You only need to look across the river to Rosslyn to see what we would get if we lifted the District's height restriction -- ugly, ugly, ugly. As soon as you cross the bridge you're in the midst of an urban hell of undistinguished, characterless, soul-crushingly ugly, high-rise buildings.

The height limit is what gives the District its unique character. It preserves our fine vistas and sunny sidewalks. We don't have to enslave ourselves to free market philosophy all the time, especially when it's obvious that the market can't send complete price signals to its participants because of externalities.
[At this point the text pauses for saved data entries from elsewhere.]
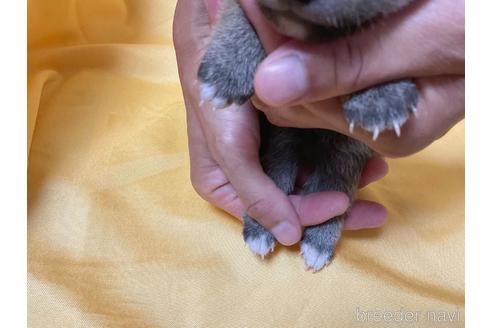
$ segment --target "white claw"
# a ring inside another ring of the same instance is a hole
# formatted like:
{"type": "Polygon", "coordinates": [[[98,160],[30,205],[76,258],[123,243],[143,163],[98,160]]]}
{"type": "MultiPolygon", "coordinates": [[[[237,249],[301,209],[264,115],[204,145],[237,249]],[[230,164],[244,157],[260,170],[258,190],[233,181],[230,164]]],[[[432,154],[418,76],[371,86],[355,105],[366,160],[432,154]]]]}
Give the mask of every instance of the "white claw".
{"type": "Polygon", "coordinates": [[[417,116],[417,115],[418,115],[417,107],[412,106],[412,107],[410,108],[410,110],[412,111],[412,114],[413,114],[413,115],[415,115],[415,116],[417,116]]]}
{"type": "Polygon", "coordinates": [[[320,252],[306,243],[301,245],[301,254],[304,257],[306,270],[312,270],[313,273],[318,272],[330,263],[330,254],[328,252],[320,252]]]}
{"type": "Polygon", "coordinates": [[[248,238],[246,244],[253,253],[260,256],[262,259],[264,259],[268,253],[273,251],[273,248],[275,247],[275,243],[270,244],[265,236],[248,238]]]}
{"type": "Polygon", "coordinates": [[[376,139],[377,139],[378,137],[379,137],[379,128],[378,128],[378,127],[376,127],[376,128],[374,129],[373,134],[372,134],[372,140],[373,140],[373,141],[376,141],[376,139]]]}
{"type": "Polygon", "coordinates": [[[352,122],[350,122],[350,125],[349,125],[349,131],[350,131],[350,133],[354,133],[354,128],[355,128],[355,122],[352,121],[352,122]]]}
{"type": "Polygon", "coordinates": [[[200,88],[200,101],[205,103],[212,100],[215,96],[215,87],[204,84],[200,88]]]}
{"type": "Polygon", "coordinates": [[[393,128],[395,129],[396,135],[399,137],[401,134],[401,131],[400,131],[400,125],[398,124],[398,122],[396,122],[396,121],[393,122],[393,128]]]}
{"type": "Polygon", "coordinates": [[[225,108],[227,107],[227,100],[225,100],[224,98],[214,98],[212,100],[212,107],[214,111],[217,109],[225,108]]]}

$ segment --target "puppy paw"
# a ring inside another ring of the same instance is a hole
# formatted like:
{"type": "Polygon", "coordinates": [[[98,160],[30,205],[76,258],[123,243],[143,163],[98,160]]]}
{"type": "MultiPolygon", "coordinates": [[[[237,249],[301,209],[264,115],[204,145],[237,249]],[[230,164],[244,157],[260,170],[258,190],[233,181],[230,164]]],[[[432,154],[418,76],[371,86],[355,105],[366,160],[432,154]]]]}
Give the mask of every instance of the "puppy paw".
{"type": "Polygon", "coordinates": [[[325,265],[329,264],[333,258],[333,249],[318,249],[314,245],[303,242],[301,245],[301,254],[304,258],[306,269],[318,272],[325,265]]]}
{"type": "Polygon", "coordinates": [[[221,67],[211,59],[203,61],[198,71],[200,102],[211,103],[214,109],[245,103],[253,94],[253,77],[239,78],[239,70],[239,67],[221,67]]]}
{"type": "Polygon", "coordinates": [[[255,71],[264,57],[249,25],[219,30],[198,68],[201,102],[215,109],[245,103],[253,95],[255,71]]]}
{"type": "Polygon", "coordinates": [[[411,113],[416,113],[418,92],[409,80],[387,83],[355,93],[343,104],[350,132],[356,126],[372,133],[376,140],[384,130],[400,129],[411,113]]]}
{"type": "Polygon", "coordinates": [[[272,233],[247,215],[244,216],[243,238],[249,249],[261,258],[273,251],[276,244],[272,233]]]}
{"type": "Polygon", "coordinates": [[[253,79],[265,50],[237,1],[224,1],[198,68],[201,102],[215,109],[241,105],[253,94],[253,79]]]}
{"type": "Polygon", "coordinates": [[[337,217],[304,229],[301,254],[306,269],[318,272],[331,262],[340,239],[342,227],[343,218],[337,217]]]}

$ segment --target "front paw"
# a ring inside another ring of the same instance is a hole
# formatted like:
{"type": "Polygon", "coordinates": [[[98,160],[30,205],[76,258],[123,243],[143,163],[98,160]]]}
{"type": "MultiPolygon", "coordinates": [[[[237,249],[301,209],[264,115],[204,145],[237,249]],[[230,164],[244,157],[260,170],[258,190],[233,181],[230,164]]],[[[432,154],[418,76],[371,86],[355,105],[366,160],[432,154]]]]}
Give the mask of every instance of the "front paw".
{"type": "MultiPolygon", "coordinates": [[[[239,64],[240,65],[240,64],[239,64]]],[[[223,65],[220,58],[205,56],[198,70],[200,100],[214,109],[245,103],[253,94],[253,74],[245,76],[237,64],[223,65]]]]}
{"type": "Polygon", "coordinates": [[[201,101],[215,109],[241,105],[253,94],[258,64],[266,57],[255,30],[237,1],[223,1],[198,69],[201,101]]]}
{"type": "MultiPolygon", "coordinates": [[[[231,104],[242,105],[253,95],[253,80],[256,68],[265,58],[260,41],[243,27],[241,38],[224,37],[227,31],[221,31],[213,40],[198,68],[198,80],[201,83],[201,102],[211,102],[214,109],[228,107],[231,104]]],[[[232,30],[237,33],[237,30],[232,30]]]]}
{"type": "Polygon", "coordinates": [[[417,101],[417,87],[404,80],[355,93],[345,101],[343,110],[350,132],[361,126],[376,140],[384,130],[394,130],[400,136],[400,127],[416,112],[417,101]]]}
{"type": "Polygon", "coordinates": [[[243,238],[251,251],[261,258],[273,251],[276,244],[272,233],[248,215],[244,216],[243,238]]]}

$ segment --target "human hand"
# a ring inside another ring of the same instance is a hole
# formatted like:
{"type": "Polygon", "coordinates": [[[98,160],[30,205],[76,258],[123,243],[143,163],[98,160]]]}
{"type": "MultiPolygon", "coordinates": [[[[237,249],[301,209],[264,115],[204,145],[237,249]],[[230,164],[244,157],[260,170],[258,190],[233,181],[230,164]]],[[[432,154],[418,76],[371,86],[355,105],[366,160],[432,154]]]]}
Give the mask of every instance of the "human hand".
{"type": "Polygon", "coordinates": [[[325,128],[359,139],[384,156],[406,156],[440,138],[464,117],[463,0],[420,0],[346,38],[303,43],[279,36],[256,7],[241,0],[269,56],[255,76],[255,107],[279,126],[325,128]],[[401,137],[353,134],[338,97],[413,78],[418,115],[401,137]]]}
{"type": "MultiPolygon", "coordinates": [[[[217,1],[205,3],[208,8],[216,8],[217,1]]],[[[215,112],[199,105],[196,73],[210,33],[206,8],[201,1],[179,0],[173,27],[187,113],[192,184],[215,206],[238,218],[248,213],[270,229],[280,243],[294,244],[301,238],[302,226],[344,213],[348,198],[339,192],[286,196],[261,167],[258,117],[251,104],[215,112]],[[287,222],[289,229],[276,229],[282,222],[287,222]]],[[[373,159],[364,170],[361,187],[386,172],[384,160],[373,159]]],[[[347,229],[377,227],[385,219],[383,206],[358,201],[345,225],[347,229]]]]}

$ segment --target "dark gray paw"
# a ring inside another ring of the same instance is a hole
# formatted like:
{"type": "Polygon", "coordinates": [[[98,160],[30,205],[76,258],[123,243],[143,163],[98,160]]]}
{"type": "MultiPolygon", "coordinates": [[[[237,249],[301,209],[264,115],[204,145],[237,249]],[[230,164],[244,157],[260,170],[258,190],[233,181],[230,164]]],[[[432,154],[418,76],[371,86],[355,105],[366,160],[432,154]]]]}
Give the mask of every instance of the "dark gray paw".
{"type": "Polygon", "coordinates": [[[275,248],[275,237],[256,220],[245,215],[243,238],[251,251],[264,258],[275,248]]]}
{"type": "Polygon", "coordinates": [[[308,270],[317,272],[331,262],[342,228],[343,219],[338,217],[304,230],[301,254],[308,270]]]}
{"type": "Polygon", "coordinates": [[[351,132],[361,126],[376,140],[384,130],[395,130],[400,136],[400,127],[416,112],[417,101],[417,87],[404,80],[355,93],[343,104],[343,110],[351,132]]]}
{"type": "Polygon", "coordinates": [[[215,109],[241,105],[253,94],[265,50],[237,1],[223,1],[220,17],[198,69],[201,101],[215,109]]]}
{"type": "Polygon", "coordinates": [[[198,70],[200,100],[210,102],[214,109],[225,108],[232,103],[241,105],[253,94],[254,72],[240,72],[239,63],[224,67],[220,58],[204,58],[198,70]]]}

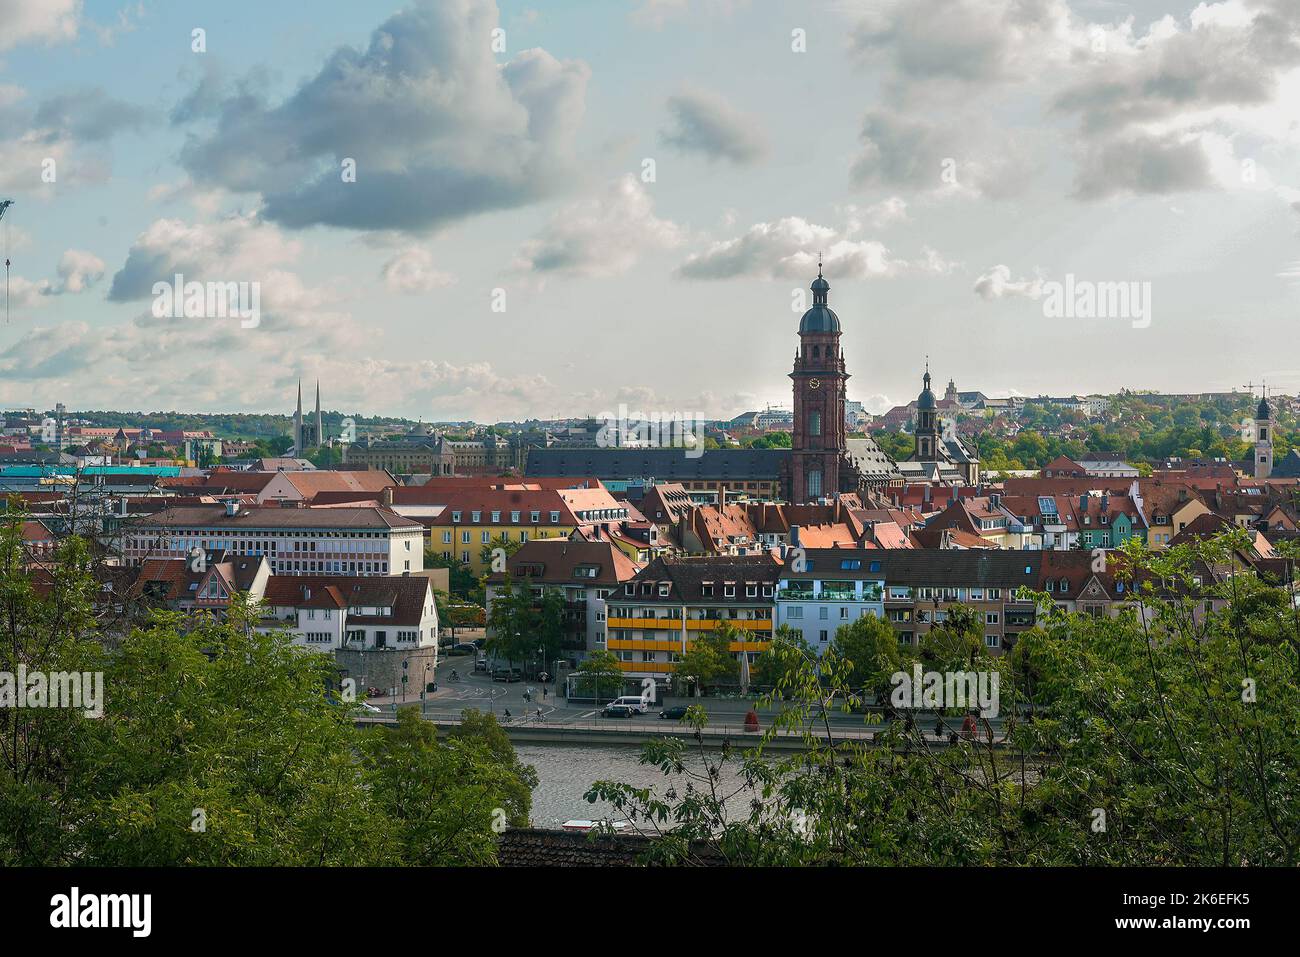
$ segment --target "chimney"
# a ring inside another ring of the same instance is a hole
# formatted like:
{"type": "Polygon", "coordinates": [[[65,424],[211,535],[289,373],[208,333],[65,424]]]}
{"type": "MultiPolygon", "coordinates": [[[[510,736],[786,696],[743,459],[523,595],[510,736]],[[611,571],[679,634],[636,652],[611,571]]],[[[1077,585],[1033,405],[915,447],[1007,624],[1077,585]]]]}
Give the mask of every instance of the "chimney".
{"type": "Polygon", "coordinates": [[[238,502],[238,500],[233,499],[233,498],[228,498],[228,499],[226,499],[225,505],[226,505],[226,516],[227,516],[227,517],[234,517],[234,516],[236,516],[236,515],[239,514],[239,502],[238,502]]]}
{"type": "Polygon", "coordinates": [[[925,504],[926,505],[930,504],[930,485],[928,482],[926,483],[925,486],[925,504]]]}
{"type": "Polygon", "coordinates": [[[799,547],[799,526],[798,525],[790,526],[790,547],[791,548],[799,547]]]}
{"type": "Polygon", "coordinates": [[[719,485],[718,486],[718,511],[721,512],[726,507],[727,507],[727,487],[725,485],[719,485]]]}
{"type": "Polygon", "coordinates": [[[383,498],[383,503],[385,508],[393,507],[393,487],[391,485],[389,485],[384,489],[382,493],[382,498],[383,498]]]}

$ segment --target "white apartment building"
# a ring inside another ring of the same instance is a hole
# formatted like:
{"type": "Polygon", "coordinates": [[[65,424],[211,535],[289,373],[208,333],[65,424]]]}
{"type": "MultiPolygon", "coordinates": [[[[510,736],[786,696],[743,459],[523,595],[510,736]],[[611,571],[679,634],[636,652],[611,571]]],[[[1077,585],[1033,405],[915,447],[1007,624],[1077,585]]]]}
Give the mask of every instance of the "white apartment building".
{"type": "Polygon", "coordinates": [[[295,644],[318,651],[401,651],[438,645],[433,586],[418,575],[272,577],[262,606],[259,631],[287,629],[295,644]]]}
{"type": "Polygon", "coordinates": [[[402,575],[424,570],[424,526],[381,506],[182,505],[123,526],[122,560],[195,549],[265,556],[273,575],[402,575]]]}

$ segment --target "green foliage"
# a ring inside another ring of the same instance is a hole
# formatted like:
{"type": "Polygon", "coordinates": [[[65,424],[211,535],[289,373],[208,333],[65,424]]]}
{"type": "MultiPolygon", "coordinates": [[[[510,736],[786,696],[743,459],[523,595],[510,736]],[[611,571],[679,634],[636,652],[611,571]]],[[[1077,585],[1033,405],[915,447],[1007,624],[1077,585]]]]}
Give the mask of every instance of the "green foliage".
{"type": "Polygon", "coordinates": [[[732,657],[730,646],[743,637],[744,633],[726,620],[719,620],[708,631],[697,631],[677,663],[675,675],[698,688],[734,682],[740,673],[740,663],[732,657]]]}
{"type": "Polygon", "coordinates": [[[534,595],[527,579],[516,583],[507,571],[505,581],[493,587],[487,629],[485,647],[492,654],[511,664],[540,661],[545,670],[560,654],[564,595],[555,588],[534,595]]]}
{"type": "Polygon", "coordinates": [[[0,671],[102,672],[104,697],[0,708],[0,865],[490,863],[494,828],[527,820],[536,777],[490,720],[360,730],[333,659],[238,600],[109,642],[85,544],[37,591],[21,520],[0,530],[0,671]]]}
{"type": "Polygon", "coordinates": [[[613,698],[623,691],[623,669],[618,666],[618,656],[603,648],[591,652],[578,665],[575,691],[583,698],[613,698]]]}
{"type": "Polygon", "coordinates": [[[903,670],[903,652],[893,625],[875,615],[862,615],[839,627],[828,654],[844,662],[851,687],[880,694],[888,687],[889,676],[903,670]]]}

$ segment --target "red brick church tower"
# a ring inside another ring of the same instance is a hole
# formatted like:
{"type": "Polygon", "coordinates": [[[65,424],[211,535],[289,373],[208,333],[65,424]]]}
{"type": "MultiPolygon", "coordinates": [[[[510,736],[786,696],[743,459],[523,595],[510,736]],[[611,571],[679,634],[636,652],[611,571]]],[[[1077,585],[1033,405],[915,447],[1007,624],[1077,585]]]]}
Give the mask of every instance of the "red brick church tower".
{"type": "MultiPolygon", "coordinates": [[[[840,320],[826,304],[831,284],[812,284],[812,308],[799,320],[794,357],[794,434],[790,452],[790,501],[812,502],[840,491],[845,466],[844,393],[848,373],[840,351],[840,320]]],[[[847,478],[848,476],[845,476],[847,478]]]]}

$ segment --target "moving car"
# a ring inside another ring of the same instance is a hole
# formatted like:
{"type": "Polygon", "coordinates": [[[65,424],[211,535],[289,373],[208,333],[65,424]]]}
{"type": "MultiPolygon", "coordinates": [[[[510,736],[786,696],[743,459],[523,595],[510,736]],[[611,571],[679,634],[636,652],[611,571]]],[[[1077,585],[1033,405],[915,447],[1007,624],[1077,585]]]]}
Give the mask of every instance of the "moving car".
{"type": "Polygon", "coordinates": [[[634,714],[636,712],[625,704],[607,704],[600,710],[602,718],[630,718],[634,714]]]}
{"type": "Polygon", "coordinates": [[[462,642],[460,642],[459,644],[452,645],[452,646],[451,646],[451,650],[448,651],[447,654],[449,654],[449,655],[477,655],[477,654],[478,654],[478,646],[477,646],[477,645],[471,645],[468,641],[462,641],[462,642]]]}
{"type": "Polygon", "coordinates": [[[659,712],[659,717],[669,721],[680,721],[682,718],[686,717],[686,706],[677,705],[675,708],[664,708],[659,712]]]}
{"type": "Polygon", "coordinates": [[[631,708],[637,714],[645,714],[646,708],[649,707],[649,702],[646,701],[645,698],[641,697],[641,695],[636,694],[627,694],[623,695],[621,698],[615,698],[610,702],[610,704],[621,704],[624,707],[631,708]]]}
{"type": "Polygon", "coordinates": [[[496,671],[492,672],[492,680],[509,682],[523,681],[524,673],[518,668],[498,668],[496,671]]]}

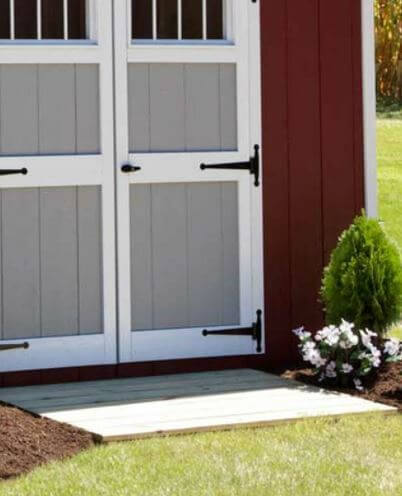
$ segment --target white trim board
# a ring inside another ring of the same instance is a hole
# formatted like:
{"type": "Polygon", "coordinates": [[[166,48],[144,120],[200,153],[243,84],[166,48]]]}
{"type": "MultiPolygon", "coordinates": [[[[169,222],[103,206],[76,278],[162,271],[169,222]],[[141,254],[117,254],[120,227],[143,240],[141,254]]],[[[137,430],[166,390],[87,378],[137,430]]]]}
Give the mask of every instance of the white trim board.
{"type": "Polygon", "coordinates": [[[378,216],[374,0],[361,0],[365,208],[378,216]]]}

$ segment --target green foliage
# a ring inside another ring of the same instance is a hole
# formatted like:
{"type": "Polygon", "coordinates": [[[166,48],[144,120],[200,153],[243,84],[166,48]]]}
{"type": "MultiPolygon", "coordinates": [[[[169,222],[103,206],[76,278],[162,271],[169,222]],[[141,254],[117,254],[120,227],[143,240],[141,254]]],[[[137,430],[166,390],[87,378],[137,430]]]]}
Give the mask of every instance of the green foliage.
{"type": "Polygon", "coordinates": [[[402,267],[378,221],[362,215],[340,237],[324,271],[321,295],[328,324],[342,319],[384,336],[402,310],[402,267]]]}
{"type": "Polygon", "coordinates": [[[397,102],[390,98],[377,98],[377,118],[402,120],[402,100],[397,102]]]}
{"type": "Polygon", "coordinates": [[[377,95],[402,100],[402,0],[376,0],[377,95]]]}

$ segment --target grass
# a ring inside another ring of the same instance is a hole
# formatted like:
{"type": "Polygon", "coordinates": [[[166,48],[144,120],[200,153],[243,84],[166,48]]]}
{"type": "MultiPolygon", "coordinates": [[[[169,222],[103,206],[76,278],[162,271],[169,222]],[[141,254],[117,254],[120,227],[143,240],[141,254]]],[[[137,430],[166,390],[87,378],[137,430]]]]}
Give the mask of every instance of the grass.
{"type": "Polygon", "coordinates": [[[379,214],[402,253],[402,120],[377,124],[379,214]]]}
{"type": "MultiPolygon", "coordinates": [[[[380,219],[402,256],[402,110],[377,121],[377,159],[380,219]]],[[[402,339],[402,324],[391,335],[402,339]]]]}
{"type": "Polygon", "coordinates": [[[402,494],[402,417],[101,446],[0,485],[1,496],[402,494]]]}

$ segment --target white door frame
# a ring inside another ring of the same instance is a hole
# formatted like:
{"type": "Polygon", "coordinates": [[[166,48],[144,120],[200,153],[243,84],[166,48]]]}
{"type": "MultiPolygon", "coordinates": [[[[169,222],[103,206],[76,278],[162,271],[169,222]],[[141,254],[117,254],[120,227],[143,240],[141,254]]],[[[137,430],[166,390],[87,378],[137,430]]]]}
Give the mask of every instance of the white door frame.
{"type": "Polygon", "coordinates": [[[1,344],[28,342],[29,348],[2,353],[0,372],[116,363],[116,253],[111,234],[115,232],[112,5],[93,0],[89,0],[88,5],[92,14],[88,25],[90,40],[5,42],[0,45],[0,64],[98,64],[101,153],[25,158],[1,156],[2,168],[29,164],[26,176],[2,176],[1,188],[101,186],[103,334],[2,341],[1,344]]]}
{"type": "MultiPolygon", "coordinates": [[[[121,362],[153,361],[253,354],[255,343],[245,337],[202,337],[203,328],[131,332],[130,184],[156,182],[236,181],[239,189],[240,314],[239,327],[249,327],[263,309],[262,188],[255,188],[245,171],[202,172],[202,162],[246,161],[261,143],[259,5],[233,0],[234,42],[230,39],[185,45],[152,41],[131,42],[131,2],[114,2],[115,112],[119,357],[121,362]],[[238,94],[238,151],[202,153],[145,153],[130,155],[128,144],[128,63],[236,63],[238,94]],[[159,163],[163,161],[164,174],[159,163]],[[125,175],[125,163],[141,165],[138,174],[125,175]]],[[[230,5],[230,4],[228,4],[230,5]]],[[[221,329],[219,327],[213,329],[221,329]]],[[[264,334],[264,333],[263,333],[264,334]]],[[[264,348],[264,343],[263,343],[264,348]]]]}

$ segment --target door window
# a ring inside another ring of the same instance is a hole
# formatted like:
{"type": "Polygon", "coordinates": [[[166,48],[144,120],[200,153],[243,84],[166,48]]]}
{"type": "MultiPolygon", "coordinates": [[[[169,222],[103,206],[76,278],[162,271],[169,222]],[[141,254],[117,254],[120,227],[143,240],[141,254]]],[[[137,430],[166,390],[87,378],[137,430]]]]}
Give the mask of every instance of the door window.
{"type": "Polygon", "coordinates": [[[223,40],[225,0],[132,0],[133,40],[223,40]]]}
{"type": "Polygon", "coordinates": [[[81,40],[87,0],[0,0],[2,40],[81,40]]]}

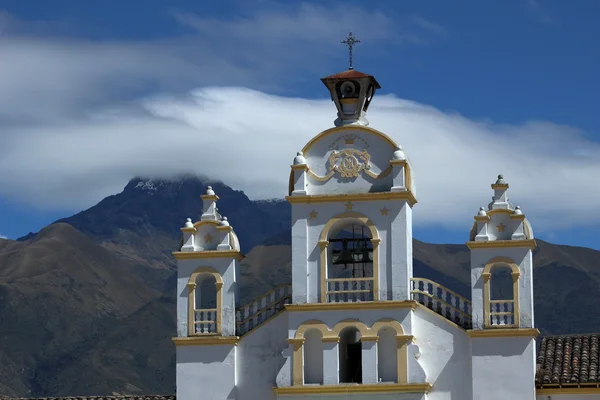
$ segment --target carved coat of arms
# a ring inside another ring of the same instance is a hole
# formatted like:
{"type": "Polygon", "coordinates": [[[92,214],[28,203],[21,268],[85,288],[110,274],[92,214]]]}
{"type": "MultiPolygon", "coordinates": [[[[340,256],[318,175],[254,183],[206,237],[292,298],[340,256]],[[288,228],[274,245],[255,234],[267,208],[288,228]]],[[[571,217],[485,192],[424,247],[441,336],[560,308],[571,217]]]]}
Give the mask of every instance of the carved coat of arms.
{"type": "Polygon", "coordinates": [[[329,155],[329,170],[339,172],[342,178],[357,178],[363,170],[371,167],[370,159],[367,150],[333,150],[329,155]]]}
Keep the height limitation.

Tuesday, May 1, 2007

Schadenfreude Alert

Randall Tobias, deputy secretary of state responsible for U.S. foreign aid, resigned last week after his name surfaced as a patron of the services of D.C. Madam Deborah Jeane Palfrey. Of course he says he only got a "massage," and indeed Palfrey's whole defense is that she ran a legal service and knows nothing about her employees having sex with any clients.

This would be only moderately amusing if Tobias hadn't been the Bush Administration's chief advocate for "abstinence only" sex education abroad. He said this in March 2005:

"the heart of our prevention programs is what's known as ABC: abstinence, be faithful, and the correct and consistent use of condoms when appropriate. . . . [It's] not 'ABC: Take your pick.' It's abstinence really focused heavily on young people and getting them to understand that the best way to keep from getting infected is to be abstinent and not engage in sexual activity until they are old enough and mature enough and get into a committed relationship, such as a marriage. B is being faithful within that committed relationship."

I'm usually not that into schadenfreude, but sometimes it's hard to resist.